For one thing, I see why Leo Laporte associates negative connotations with the term "podcast". Podcasting is merely a transport medium. In functional respects the use of RSS feeds to make materials available is no different from what comes over a feed for a radio station operating under automation. While one may quibble about the differences between "push" and "pull" it should be remembered that on the front line that is not a big concern. A radio show can be a radio show whether it is available via RSS straight to an iPod or available via a stream to an FM radio transmitter that results in what you hear on your radio.

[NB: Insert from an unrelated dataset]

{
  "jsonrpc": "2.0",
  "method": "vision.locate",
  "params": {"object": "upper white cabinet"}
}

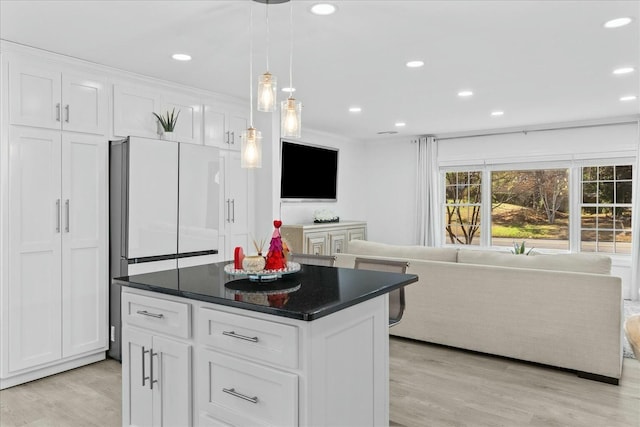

So, what does all this mean? I have heard from one Canadian radio station already that is looking at the podcast. Calls made Wednesday morning by someone other than me were not necessarily fruitful. Efforts are continuing to see if we can get at least two stations to pick up a radio edition of LISTen. No money would be changing hands on either side in such transactions as presently envisioned. LISTen needs to reach more listeners. Campus radio stations have dead air to fill. This would effectively be a radio barter and not leased access which is good as LISTen has virtually no budget.
Why do this? The unique thing found in the research that was undertaken was that podcasts appeared to be times to gather around and listen to a show. While this makes it practically impossible for me to see any ad buys it does also indicate behavior. Podcasting has a unique reach. While the means of distribution are similar to journal distribution the content remains similar to radio. As violative of paradigms as this is an attempt to be rebroadcast via radio helps make content more accessible to more people.
So, what can a listener do to aid this project? Talk to your local campus radio station. If you think LISTen is a great program that more should have access to, tell the program director at the station. Mention that it is a podcast trying to make a leap into radio. Give them a way to contact us here in Las Vegas. You can find those details at http://lisnews.org/node/29265. If you local campus radio station is at an institution home to an ALA-accredited graduate program in library science it can be noted that carrying a radio version of the podcast would help support an academic program on-campus. Always remember to be nice, respectful, and moderate in talking to the folks at those stations. In many cases they are volunteers and have a ton of things on their docket leaving them with precious little mental capacity to devote to listening to you talk about a podcast out of Las Vegas on a strange topic.